Benjamin, o personagem principal, é apresentado em uma ótima cena inicial, cheia de sorrisos e que explora a alegria do ambiente em que ele vive. Mas logo somos jogados à realidade que irá perpassar por toda a estrutura do filme. Não se trata de um filme sobre alegria, mas sobre a decadência do personagem, que há tantos faz rir, mas é incapaz de encontrar ele mesmo sua felicidade.
A construção de personagem em torno do palhaço é de uma estrutura incrível. Em alguns momentos me peguei lembrando de "Taxi Driver", principalmente nas cenas em que o personagem mostra um turbilhão de emoções, mas sem uma linha de diálogo sequer. Essa é uma das maravilhas do audiovisual. Não fale, mostre.
A estrutura do filme é belíssima. Há vários momentos memoráveis nesse sentido. Um que me chamou bastante a atenção está em uma espécie de repetição da cena inicial em que Benjamin nos foi apresentado. Aquela fora a única cena verdadeiramente alegre do filme até então. Após isso, começamos a conhecer melhor o personagem e conhecer sua dor. E é por isso que, quando o vimos se preparar para entrar em cena novamente, ficamos ansiosos para ver de onde virá a alegria que ele exerce em cena, como havíamos visto no início do filme. Mas ela não vem. A decadência e a dor dessa cena são de uma sensibilidade maravilhosa. Impossível não se emocionar com essa contraposição.
Em outra cena memorável, há um diálogo maravilhoso entre o personagem de Selton Mello e a atriz Fabiana Karla. Mais uma vez a contraposição de sentimentos enche a tela e a frase "você é engraçado" dita a um Benjamin aos prantos sublinha a contraposição do filme. Certamente vou lembrar dessa cena.
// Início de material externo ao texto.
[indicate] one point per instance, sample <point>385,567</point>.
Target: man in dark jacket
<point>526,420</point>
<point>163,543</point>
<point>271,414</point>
Por fim, vale destacar a personagem Guilhermina, que não possui fala nenhuma durante quase a totalidade do longa. Muitas vezes ela simboliza o próprio espectador, ao observar, atônita, a sequência de eventos. Mas chamo a atenção para ela pois a sequência final de eventos que traz de volta a alegria do início do filme gira em torno de Guilhermina. De certa forma, a inocência e infantilidade da personagem se comportam como um antídoto à decadência de Benjamin.